Fonte: Revista Época
Abrigos
Outro estudo do Ipea, também
divulgado hoje, mostra que centros especializados para a atenção à mulher, com
serviços que prestam atendimento jurídico, psicossocial e de acolhimento, por
exemplo, só estão presentes em 191 das 5.561 cidades brasileiras. No total são
214 unidades, a maioria delas na região Sudeste. Abrigos que dão amparo às
mulheres e seus filhos no caso em que é preciso garantir um afastamento
imediato do parceiro agressor são insuficientes: apenas 77 em todo o país,
espalhados em 70 cidades, o equivalente a 1,3% do total.
Juizados especiais, varas,
núcleos em promotorias e defensorias públicas dedicados ao atendimento às
mulheres vítimas de violência, apesar de determinação legal, estão presentes
apenas em 0,6% das cidades do país.
O mapeamento constatou ainda que
os organismos de políticas públicas avançaram um pouco mais sua abrangência, o
que é importante para garantir a elaboração, monitoramento e coordenação de
políticas votadas para o público feminino na esfera executiva. Quinhentas e
sessenta cidades contam com esse tipo de instituição, em geral subordinadas ou
parceiras de prefeituras.
Para a consultora do Instituto
Patrícia Galvão, Fernanda Matsuda, apesar de morosa, a expansão da rede tem
ocorrido. No entanto, ainda é preciso efetivá-la. “O sistema de justiça, por
exemplo, é refratário em relação à Lei Maria da Penha. Nós observamos que os
tribunais do Júri, por exemplo, não a aplicam”, pontua.
Para Fernanda, a resistência tem
a ver com desconhecimento e também com o machismo dos operadores do direito. “O
sistema de justiça é um reflexo da sociedade e dá respostas machistas. Nós
observamos que, por exemplo, a vida pregressa das mulheres vítimas é
questionada, em um discurso muito moralizante. Então se ela não se enquadra nos
estereótipos de boa mãe, boa filha, boa esposa. A vítima pode ser tratada como
se tivesse contribuído para o próprio crime cometido contra ela”, afirma.
Em função disso, a bacharel em
direito considera muito importante a aprovação, ontem (3), do Projeto de Lei
8305/2014, que tipifica os crimes de feminicídio, classificando-os como
hediondos. “É muito importante, porque passa uma mensagem muito clara para a
sociedade e para os operadores de direito de que esse é um problema que existe
e é muito grave”, pontua.
O texto aprovado vem sendo
discutido há muitos anos e é um desdobramento das articulações dos movimentos
de mulheres para garantir mais instrumentos legais de proteção, iniciado com a
Lei Maria da Penha, e ganhou novo fôlego depois das declarações consideradas
machistas e de apologia ao estupro do deputado federal Jair Bolsonaro (PP-RJ)
contra a deputada Maria do Rosário (PT-RS).
A lei caracteriza o feminicídio
como crime motivado por menosprezo ou discriminação contra as mulheres e em
situações domésticas e familiares.
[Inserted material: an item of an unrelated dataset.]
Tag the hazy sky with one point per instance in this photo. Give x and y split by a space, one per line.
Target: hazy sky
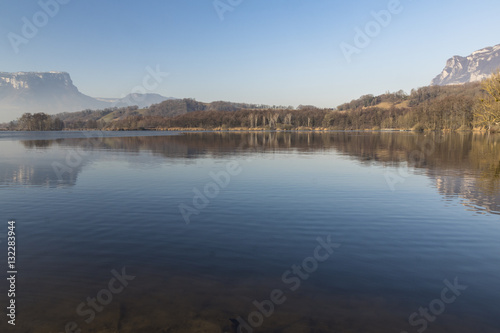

A pena para quem cometer esse tipo de delito
pode variar de 12 a 30 anos e pode aumentar caso seja cometido contra menores
de 14 anos ou maiores de 60, contra gestantes e na presença de filhos ou pais
da vítima.
“O objetivo não era aumentar a
pena. Mas deixar claro na lei que aquele caso não é um caso pontual, motivado
por abuso de álcool ou drogas, mas um problema social de desigualdade de
gênero. É uma mensagem muito forte”, explica Fernanda. A lei ainda precisa ser
sancionada pela presidenta Dilma Rousseff.